How to calculate this? `int_0^(2pi)sin(mx)cos(nx)dx`; `m,n in ZZ`.

Using

`sin(a+b)+sin(a-b)=2sina cos b`

so

`1/2(sin(m+n)x+sin(m-n)x)=sinmx cos nx`

now

`int_0^(2pi)sinmx cos nx dx = 1/2int_0^(2pi)(sin(m+n)x+sin(m-n)x)dx =`

`=-[Cos((m - n) x)/(2 (m - n)) +Cos((m + n) x)/(2 (m + n))]_0^(2pi)=`

`=(sin^2(m-n)pi)/(m-n)+(sin^2(m+n)pi)/(m+n) = 0`

Note that

`lim_(xi->0)(sin^2 xi pi)/xi = 0`

NOTE:

`[-Cos(2(m + n) x)/(2 (m + n))]_0^(2pi) = -Cos((m + n) pi)^2/(2 (m + n)) + Sin((m + n)pi)^2/(2 (m + n))+1/(2(m+n)) =Sin((m + n) pi)^2/(m + n)`

`int_0^(2pi) f(x)dx = int_(-pi)^pi f(x+pi)dx`

but here `f(x+pi)=(-1)^(m+n)f(x)` and also

`f(x)=-f(-x)` is an odd function so

`int_0^(2pi) f(x)dx = (-1)^(n+m)int_(-pi)^pi f(x) dx = 0`

Substitute `t=x-pi` so `x = t-pi` and `dx = dt`.
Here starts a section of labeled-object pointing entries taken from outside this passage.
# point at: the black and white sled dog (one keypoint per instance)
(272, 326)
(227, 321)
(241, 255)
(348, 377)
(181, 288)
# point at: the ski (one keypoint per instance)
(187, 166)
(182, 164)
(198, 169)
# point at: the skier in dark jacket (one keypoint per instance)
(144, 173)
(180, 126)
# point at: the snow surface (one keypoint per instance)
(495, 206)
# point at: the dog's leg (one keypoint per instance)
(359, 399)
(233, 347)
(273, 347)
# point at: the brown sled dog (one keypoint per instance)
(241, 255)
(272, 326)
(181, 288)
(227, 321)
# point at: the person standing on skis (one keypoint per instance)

The limits of integration become `-pi` and `pi` and the new integrand is an odd function.

`sin(mx) = sin(mt-mpi) = sin(mt)cos(mpi)` which is an odd function of `t`

`cos(nx) = cos(nt)cos(npi)` which is an even function of `t`.

`int_0^(2pi)sin(mx)cos(nx)dx = int_-pi^pi sin(mt)cos(mpi)cos(nt)cos(npi) dt`

The integrand on the right is odd, so the integral from `-a` to `a` is `0`.